Folha de S. Paulo


ANÁLISE

Cinema de Kleber Mendonça Filho, de 'O Som ao Redor', foge do academismo

De Kleber Mendonça Filho já se esperava uma estreia sólida no longa de ficção. Ele vinha de uma atividade relevante como crítico e cineclubista, seu curta de 2009, "Recife Frio", era tido como uma pequena obra-prima, o documentário "Crítico" (2008), punha em questão a atividade crítica de maneira pertinente.

Ainda assim, "O Som ao Redor" foi uma surpresa. Se a geração de Lírio Ferreira, Paulo Caldas e Claudio Assis havia recolocado Pernambuco no mapa cinematográfico no fim do século passado, esse filme de 2012 marcava o surgimento de uma nova geração, com olhar e ambição próprios.

A ambição, diga-se, não era pequena: observar num mesmo quadro transformação e permanência em Pernambuco. O que era engenho e coronelismo —uma sociedade voltada para o interior— transformou-se em um conjunto de propriedades à beira-mar.

Seu patriarca é um temível coronel (W.J. Solha), tão valente que mergulha na praia à noite, sozinho, indiferente aos tubarões. Sua linha de sucessão vai dar no passivo vendedor dos apartamentos da família (tendo estudado na Alemanha!). A meritocracia pode ter caminhos tortuosos.

Ela contempla, entre outros, o jovem primo semimarginal, que nenhum pobre da rua se atreve a delatar como a pessoa que roubou o rádio de um carro estacionado. Aquele com quem os seguranças não podem se meter.

O retorno do reprimido se dará, no entanto, a partir de notações tão sutis quanto marcantes: os subalternos que fazem amor na casa vazia; os fantasmas de negrinhos que invadem a rua como que saídos de uma senzala de pesadelo; os seguranças (liderados por Irandhir Santos).
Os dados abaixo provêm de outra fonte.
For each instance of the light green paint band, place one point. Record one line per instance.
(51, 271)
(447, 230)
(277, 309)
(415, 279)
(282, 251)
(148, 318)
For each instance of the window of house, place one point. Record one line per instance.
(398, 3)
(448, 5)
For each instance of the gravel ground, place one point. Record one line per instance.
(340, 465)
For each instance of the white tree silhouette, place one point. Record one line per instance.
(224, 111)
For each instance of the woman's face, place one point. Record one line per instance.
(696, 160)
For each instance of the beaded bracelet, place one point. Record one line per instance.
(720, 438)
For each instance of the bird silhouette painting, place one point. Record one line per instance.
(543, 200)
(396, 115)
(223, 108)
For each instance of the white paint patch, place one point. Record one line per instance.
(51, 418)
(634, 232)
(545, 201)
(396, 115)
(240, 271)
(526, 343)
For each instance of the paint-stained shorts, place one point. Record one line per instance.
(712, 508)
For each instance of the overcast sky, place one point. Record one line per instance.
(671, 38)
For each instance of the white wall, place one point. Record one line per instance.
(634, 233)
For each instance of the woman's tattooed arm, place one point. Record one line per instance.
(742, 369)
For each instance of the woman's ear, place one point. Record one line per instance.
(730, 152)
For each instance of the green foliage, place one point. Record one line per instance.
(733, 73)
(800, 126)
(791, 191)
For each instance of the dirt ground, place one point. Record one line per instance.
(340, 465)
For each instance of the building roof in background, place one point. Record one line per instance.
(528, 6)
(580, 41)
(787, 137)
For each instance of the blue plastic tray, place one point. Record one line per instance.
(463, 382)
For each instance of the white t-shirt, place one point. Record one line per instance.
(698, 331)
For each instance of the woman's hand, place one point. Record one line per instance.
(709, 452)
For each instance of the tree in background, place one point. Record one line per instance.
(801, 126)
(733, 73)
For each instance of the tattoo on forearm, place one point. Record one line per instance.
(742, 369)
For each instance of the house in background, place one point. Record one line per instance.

Além do som, claro.

Até a surpresa do final, vemos um mundo que se dobra sobre si, ou que muda para melhor permanecer o mesmo.

Se o Brasil produziu, ainda que esparsamente, filmes bem interessante neste começo de século, "O Som ao Redor" teve a particularidade de aliar uma narrativa moderna à capacidade de despertar a empatia de um número significativo de espectadores e ganhar muitos prêmios, para não falar de comentários favoráveis nos "Cahiers du Cinéma".

Tudo isso coloca ao cinema de Mendonça um desafio: dar sequência, junto a um público nada fiel a seus realizadores (vide Walter Salles ou Fernando Meirelles), a uma escola (a recifense) e a uma tendência que busca a comunicação fluente com o espectador ao mesmo tempo em que foge do academismo como o diabo da cruz.